About The Hawaiian Monk Seal
The Hawaiian monk seal (Monachus schauinslandi), is an earless seal that is endemic to the Hawaiian Islands. It’s known to native Hawaiians as “ilio-holo-i-ka-uaua,” meaning, “dog that runs in rough water.” This adorable creature now faces much worse conditions than choppy waves. Thanks to threats like limited food availability, entanglement in fishing gear, predation, and disease, this federally endangered seal has seen dramatic population declines in the last half-century that have left it one of the world’s most imperiled marine mammals. The ever-worsening effects of global warming, which interferes with delicate marine ecosystems and causes the sea-level to rise, also endangers seal pupping beaches. It should be no surprise that the Hawaiian monk seal’s population is expected to plunge to less than 1,000 animals in the next few years.

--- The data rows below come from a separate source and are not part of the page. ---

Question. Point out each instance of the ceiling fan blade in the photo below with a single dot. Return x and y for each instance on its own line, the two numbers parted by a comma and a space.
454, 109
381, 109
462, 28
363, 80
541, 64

The Center for Biological Diversity (CBD) has been working to protect the Hawaiian monk seal since 2000. The CBD and allies filed suit against the National Marine Fisheries Service for letting a lobster fishery and bottomfish fishery further deplete the seal's food supply, invade critical habitat, and interfere with key life activities. A federal judge ruled that both fisheries were in violation of the Endangered Act and National Enviornmental Policy Act, and the lobster fishery was shut down the very same year.
There is still hope for the seal. Even as its numbers tumble downward in its core range on the Northwestern Hawaiian Islands, seals are increasingly inhabiting the main Hawaiian islands, where pups are healthy and the population is on the rise. To give the species a chance at survival, the CBD petitioned the administration under the Endangered Species Act to grant the seal protected habitat not only on the northwestern islands but on the main islands as well. In June 2009, the Obama administration announced it would do so, in addition to expanding protections in the northwestern islands.